Operations
Monitoring

Monitoring

This guide covers the observability and monitoring stack for the eTeamups Platform (Zeswa Platform), including distributed tracing, health check endpoints, Docker health checks, and resource monitoring.

OpenTelemetry Integration

The platform uses OpenTelemetry (OTEL) to collect distributed traces and logs from all application services. The telemetry data is exported to a SigNoz backend for visualization and alerting.

How It Works

The instrumentation is initialized in instrumentation.ts at the root of the repository. When a service starts, the OpenTelemetry Node SDK is loaded and begins collecting:

Distributed traces – HTTP requests, database queries, and inter-service calls are automatically instrumented.
Logs – Winston log records are correlated with trace context and exported via OTLP.

The SDK configures the following exporters:

Exporter	Protocol	Endpoint Environment Variable
Trace exporter	OTLP/HTTP	`OTEL_EXPORTER_OTLP_ENDPOINT` (appends `/v1/traces`)
Log exporter	OTLP/HTTP	`OTEL_EXPORTER_OTLP_LOGS_ENDPOINT` (appends `/v1/logs`)

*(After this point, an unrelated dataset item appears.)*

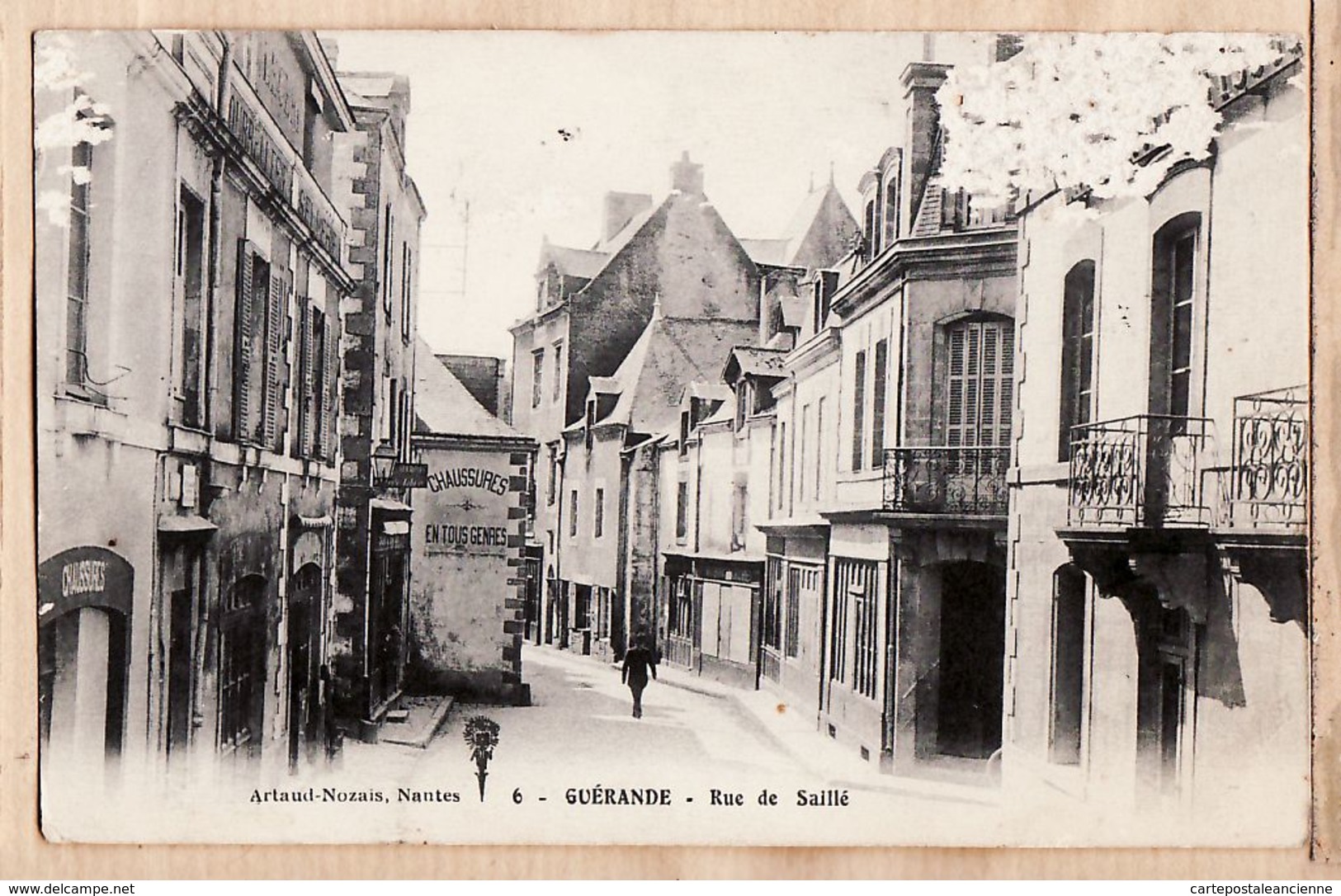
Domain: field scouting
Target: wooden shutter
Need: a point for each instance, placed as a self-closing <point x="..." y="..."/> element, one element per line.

Each service identifies itself using the OTEL_SERVICE_NAME environment variable (defaults to zeswa-platform).

Auto-Instrumentation

The SDK uses @opentelemetry/auto-instrumentations-node which automatically instruments:

Express HTTP handlers
Outgoing HTTP/HTTPS requests
MongoDB driver calls
Redis client calls

File system instrumentation is disabled by default to reduce noise.

Winston Log Correlation

The WinstonInstrumentation from @opentelemetry/instrumentation-winston injects trace and span IDs into every Winston log record. This allows you to jump from a log entry in SigNoz directly to the associated trace.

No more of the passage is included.